Spierings fronted the media on Wednesday morning after widespread conjecture over a review under way and the involvement of business management consultant McKinsey & Co, and criticism over the co-operative’s underlying management performance.

He said hundreds of jobs were likely to go as part of the review begun last December though the final numbers are still being worked through.

Fonterra employs 18,000 staff globally and 11,500 in New Zealand.

A staff email was sent out late Wednesday afternoon reaffirming the prospect of job cuts, without quantifying how many.

The email also outlined why Spierings had commented to the media ahead of talking first, as promised, with its staff and farmer shareholders on anything relating to the review.

It’s understood his rationale was that there had been too much public conjecture circulating that he wanted to set straight.

Fonterra said Spierings had already told staff about the prospect of job losses during regular global conference calls that any worker can dial into.
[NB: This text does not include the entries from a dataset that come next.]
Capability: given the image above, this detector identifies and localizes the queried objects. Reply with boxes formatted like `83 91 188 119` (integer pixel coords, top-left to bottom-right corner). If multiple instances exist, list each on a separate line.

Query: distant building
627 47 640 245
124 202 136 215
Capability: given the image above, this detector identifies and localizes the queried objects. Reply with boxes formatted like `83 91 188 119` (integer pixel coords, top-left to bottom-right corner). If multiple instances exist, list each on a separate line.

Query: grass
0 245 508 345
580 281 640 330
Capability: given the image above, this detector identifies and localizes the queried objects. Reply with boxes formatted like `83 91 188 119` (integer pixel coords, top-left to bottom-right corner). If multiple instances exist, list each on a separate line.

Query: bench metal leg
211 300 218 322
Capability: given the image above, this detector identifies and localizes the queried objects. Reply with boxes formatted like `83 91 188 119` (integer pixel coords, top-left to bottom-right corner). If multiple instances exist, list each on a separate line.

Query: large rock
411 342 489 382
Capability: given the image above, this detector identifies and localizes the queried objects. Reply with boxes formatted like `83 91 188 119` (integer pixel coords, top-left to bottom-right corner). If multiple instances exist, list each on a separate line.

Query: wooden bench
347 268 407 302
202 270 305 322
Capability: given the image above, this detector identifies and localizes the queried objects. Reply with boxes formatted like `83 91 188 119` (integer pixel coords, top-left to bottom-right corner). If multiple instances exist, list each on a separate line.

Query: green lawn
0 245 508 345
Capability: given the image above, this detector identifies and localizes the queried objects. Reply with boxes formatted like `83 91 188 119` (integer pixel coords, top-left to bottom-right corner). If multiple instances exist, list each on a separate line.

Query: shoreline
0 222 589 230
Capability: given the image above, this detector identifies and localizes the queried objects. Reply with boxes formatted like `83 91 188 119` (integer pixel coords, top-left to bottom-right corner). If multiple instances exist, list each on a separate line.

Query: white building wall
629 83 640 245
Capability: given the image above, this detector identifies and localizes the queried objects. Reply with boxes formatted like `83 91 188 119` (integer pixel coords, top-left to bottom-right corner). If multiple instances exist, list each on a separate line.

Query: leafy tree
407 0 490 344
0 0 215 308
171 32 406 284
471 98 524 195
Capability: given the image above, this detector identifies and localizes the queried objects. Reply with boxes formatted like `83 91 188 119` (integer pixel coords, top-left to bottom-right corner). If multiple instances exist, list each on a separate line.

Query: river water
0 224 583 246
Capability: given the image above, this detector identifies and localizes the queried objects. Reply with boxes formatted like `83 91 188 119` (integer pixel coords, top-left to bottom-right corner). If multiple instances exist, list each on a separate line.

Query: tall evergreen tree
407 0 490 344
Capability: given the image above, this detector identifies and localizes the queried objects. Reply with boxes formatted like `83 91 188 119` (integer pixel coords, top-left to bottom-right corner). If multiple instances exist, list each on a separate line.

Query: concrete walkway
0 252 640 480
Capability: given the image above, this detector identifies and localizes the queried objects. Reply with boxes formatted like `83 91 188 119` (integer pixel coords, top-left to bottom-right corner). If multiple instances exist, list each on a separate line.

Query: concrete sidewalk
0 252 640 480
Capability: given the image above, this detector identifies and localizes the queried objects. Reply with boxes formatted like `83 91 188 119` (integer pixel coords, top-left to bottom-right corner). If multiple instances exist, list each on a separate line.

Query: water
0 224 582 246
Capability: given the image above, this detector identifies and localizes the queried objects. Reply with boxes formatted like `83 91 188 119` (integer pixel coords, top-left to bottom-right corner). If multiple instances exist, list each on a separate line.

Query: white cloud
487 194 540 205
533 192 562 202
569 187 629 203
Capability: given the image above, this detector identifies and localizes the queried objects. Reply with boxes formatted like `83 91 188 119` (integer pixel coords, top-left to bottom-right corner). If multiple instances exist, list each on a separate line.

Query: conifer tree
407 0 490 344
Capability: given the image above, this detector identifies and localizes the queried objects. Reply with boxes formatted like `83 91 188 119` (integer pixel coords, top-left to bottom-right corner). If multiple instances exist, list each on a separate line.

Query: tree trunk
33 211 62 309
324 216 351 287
It was first raised in March after weak interim results were released and Jacqueline Chow appointed to the newly created role of chief operating officer – Velocity, tasked with boosting performance across the co-operative and driving the value-add strategy harder.

However, Wednesday’s media comments were the first time Spierings had put any figure around the likely number of layoffs and where they might come from.

He said the bulk of the job losses were likely to be support function roles at the Auckland head office and elsewhere.

“It’s a shift of people and capabilities – and that will have some consequences,” he said.

“We’re not talking tens of people but hundreds of people and having less in support functions and more in market.”